Albania captain Lorik Cana has backed up the Albania FA's claim that players were assaulted by fans and stewards at the now-infamous Euro 2016 qualifier against Serbia which was abandoned amid violent scenes.

UEFA has charged both countries with a number of offences following the game, which saw a melee erupt on the pitch after a mini unmanned drone trailed a pro-Albania flag over the stadium.

Serbia have claimed the incident had been a "scenario of a terrorist action planned in advance", but the Albania FA hit back saying the team were targeted even before the game when stones were thrown at the bus, and its delegation and players were hit by a piece of concrete and other missiles during the warm-up.

The governing body also claimed that players were attacked by police and, while Cana admitted he had not seen that happen, he did claim to be attacked by stewards.

"I got hit twice on the pitch by a steward, some of my team-mates as well," he told BBC Radio Five Live.

"And after, when we were trying to reach the tunnel, that was I think the most dangerous part because they (fans) were throwing everything on us - stones, batteries and everything (was) very, very dangerous.

"Some of my team-mates were hurt on the face, on the back.

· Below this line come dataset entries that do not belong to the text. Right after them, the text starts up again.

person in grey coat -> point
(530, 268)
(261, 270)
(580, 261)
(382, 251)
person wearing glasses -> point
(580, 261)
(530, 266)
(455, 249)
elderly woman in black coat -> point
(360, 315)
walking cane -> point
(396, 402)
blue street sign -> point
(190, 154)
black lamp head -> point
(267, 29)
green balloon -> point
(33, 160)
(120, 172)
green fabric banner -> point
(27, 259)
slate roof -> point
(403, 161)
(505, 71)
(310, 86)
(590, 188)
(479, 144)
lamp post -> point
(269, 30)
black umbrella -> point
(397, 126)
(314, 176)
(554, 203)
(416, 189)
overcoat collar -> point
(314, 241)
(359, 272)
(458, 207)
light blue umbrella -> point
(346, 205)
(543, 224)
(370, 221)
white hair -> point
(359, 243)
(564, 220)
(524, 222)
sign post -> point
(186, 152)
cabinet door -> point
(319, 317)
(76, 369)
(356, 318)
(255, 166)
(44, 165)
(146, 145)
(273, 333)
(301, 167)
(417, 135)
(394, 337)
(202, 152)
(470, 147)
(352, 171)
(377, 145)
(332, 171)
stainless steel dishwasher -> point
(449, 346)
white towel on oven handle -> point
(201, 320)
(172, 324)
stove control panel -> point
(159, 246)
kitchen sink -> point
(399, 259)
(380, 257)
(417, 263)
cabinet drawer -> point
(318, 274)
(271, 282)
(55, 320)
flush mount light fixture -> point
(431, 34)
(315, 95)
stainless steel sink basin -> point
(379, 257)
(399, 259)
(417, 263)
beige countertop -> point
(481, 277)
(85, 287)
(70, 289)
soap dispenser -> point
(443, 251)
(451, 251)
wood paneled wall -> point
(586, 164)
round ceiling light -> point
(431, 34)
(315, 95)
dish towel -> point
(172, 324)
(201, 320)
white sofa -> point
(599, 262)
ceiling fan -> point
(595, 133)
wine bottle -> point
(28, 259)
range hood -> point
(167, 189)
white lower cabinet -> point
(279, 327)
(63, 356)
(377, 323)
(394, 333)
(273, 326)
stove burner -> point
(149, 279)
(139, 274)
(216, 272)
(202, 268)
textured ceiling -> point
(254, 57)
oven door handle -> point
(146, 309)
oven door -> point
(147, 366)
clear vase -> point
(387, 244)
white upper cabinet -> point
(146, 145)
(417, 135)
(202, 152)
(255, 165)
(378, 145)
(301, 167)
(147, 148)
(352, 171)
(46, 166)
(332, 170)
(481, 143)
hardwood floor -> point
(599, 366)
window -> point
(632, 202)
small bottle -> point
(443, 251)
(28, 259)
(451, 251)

Some of us were kicked by some fans coming in and in that moment, in that tunnel, it was a kind of chaos."

The melee began after a Serbian player hauled down the flag from the drone and English referee Martin Atkinson took the players off the pitch. Albania then refused to consider returning even if the stadium was cleared of fans.

Both countries are likely to be handed heavy fines and other sanctions, including possible points deductions, when UEFA's disciplinary body hears the case on 23 October.

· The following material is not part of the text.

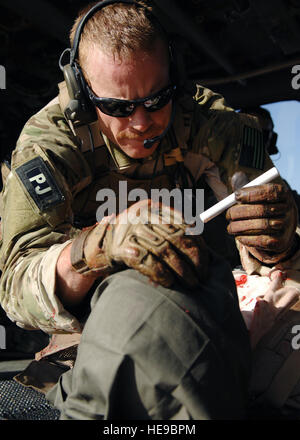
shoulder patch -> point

Albania face forfeiting the match and Serbia playing future games behind closed doors but UEFA is not expected to expel the countries from the competition.

When asked if he would support Serbia's expulsion from the qualifiers, Cana replied: "That is not what we want," stressing that players should not be punished over the actions of pitch invaders who he labelled as "criminals".

UEFA president Michel Platini has described as "inexcusable" the incidents which followed the drone trailing a flag of a Greater Albania banner - which incorporates parts of various other countries including Kosovo - over the the Partizan Stadium pitch.

Neither country had requested they be kept apart in the draw, and nor did the other main criteria which also persuades UEFA to keep them separate - being involved in an armed conflict and not having diplomatic relations - apply.

Albanian supporters had been banned from entering the stadium by UEFA on safety grounds and the match was set against a backdrop of tight security.

The Serbian FA has claimed its team acted with restraint despite being provoked by the "offensive" flag and were then attacked when they tried to remove it from the field.

The region has long been rife with political angst and Cana is disappointed that politics took centre stage, citing football as a way of bringing people together.

"During the moment we were just doing our duty perfectly well," he said.

"Even before the game I was reading what (Serbia captain Branislav) Ivanovic was saying, he was absolutely amazing. We were trying to do exactly the same thing on my side.

"Everything was going well, we were just playing a football game. It's a way to approach and to make a union of peoples. We are neighbours so that's exactly the point and that's exactly how it started.

"We were just playing a normal game. We were playing football. I'm not blaming anyone.

"The thing is, when you know it's a game of this kind of tension, and when it's in kind of fear about something (that) can happen, you have to be well organised in any case.

"I can understand that the flag episode can maybe make them angry or something like that but i don't think that's reason enough to invade the pitch."